Hi Andreas
Lets think about some better fine tuning. "NOT LIKE '%salsa%'" might
catch also Vcs URLs that are intentionally somewhere else. While I'd
love to see all packages on Salsa, it might be sensible to start with
packages that are unintentionally not in Salsa so
udd=> SELECT COUNT(DISTINCT source) FROM sources WHERE release = 'sid' AND
(vcs_url IS NULL OR vcs_url like '%alioth%' OR vcs_url like '%git.debian.org%' OR
vcs_url like '%svn.debian.org%') ;
count
-------
2213
That might make a real challenge to bring that number below 2000 until
end of my term. Any help to approach this is welcome.
Well, let's look at some of these other d.o URLs.

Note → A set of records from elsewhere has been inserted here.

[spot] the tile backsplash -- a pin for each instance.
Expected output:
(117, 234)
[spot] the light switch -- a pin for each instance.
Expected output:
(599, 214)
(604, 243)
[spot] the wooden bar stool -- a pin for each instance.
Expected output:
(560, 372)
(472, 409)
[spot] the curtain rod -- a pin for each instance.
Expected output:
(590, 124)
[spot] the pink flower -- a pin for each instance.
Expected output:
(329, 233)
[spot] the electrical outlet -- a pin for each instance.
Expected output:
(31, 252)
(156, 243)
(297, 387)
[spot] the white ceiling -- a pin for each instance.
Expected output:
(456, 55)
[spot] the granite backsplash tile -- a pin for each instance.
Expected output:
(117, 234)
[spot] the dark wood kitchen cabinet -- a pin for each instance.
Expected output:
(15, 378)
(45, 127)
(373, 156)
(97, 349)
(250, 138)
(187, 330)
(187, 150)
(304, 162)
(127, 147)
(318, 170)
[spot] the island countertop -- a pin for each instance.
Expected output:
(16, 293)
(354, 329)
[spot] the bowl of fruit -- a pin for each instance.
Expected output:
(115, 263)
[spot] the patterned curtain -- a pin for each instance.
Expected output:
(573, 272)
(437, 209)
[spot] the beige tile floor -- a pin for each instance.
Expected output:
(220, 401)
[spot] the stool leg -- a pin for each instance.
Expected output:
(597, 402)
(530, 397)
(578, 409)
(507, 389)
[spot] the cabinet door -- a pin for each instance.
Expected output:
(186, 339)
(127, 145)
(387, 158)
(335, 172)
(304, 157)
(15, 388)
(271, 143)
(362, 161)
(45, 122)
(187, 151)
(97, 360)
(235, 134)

- Not our alioth: There are 16 vcs URLs in there that have 'alioth'
in them but aren't alioth.debian.org; they are git hosted but not
on Debian infrastructure (and perhaps not in a place that facilitates
collaboration in the way being discussed)
- dgit.debian.org: There are 30 in there that are dgit.debian.org.
That surprised me, maybe I don't know enough about dgit.
- git.debian.org: There are 146 with git.debian.org - none of these VCS
URLs work any more
- svn.debian.org: !4 list svn.d.o but like git.d.o that's dead. svn.d.o
doesn't even exist as a hostname any more.
There's 161 packages in sid with old d.o URLs pointing to alioth.
There's a reasonable chance that a good portion of them are also not
maintained.
- 11% of them list their maintainer as Debian QA Group
- 13% of them have a current O bug (another 1 with an RFA)
- who knows how many are otherwise abandoned with MIA maintainers or
maintainers who have just moved on to other things
There was a recent discussion about what to do with VCSes for orphaned
packages. Maybe if it doesn't exist on salsa, it's worth creating one in
the salsa.d.o/debian/ namespace as part of doing the QA upload?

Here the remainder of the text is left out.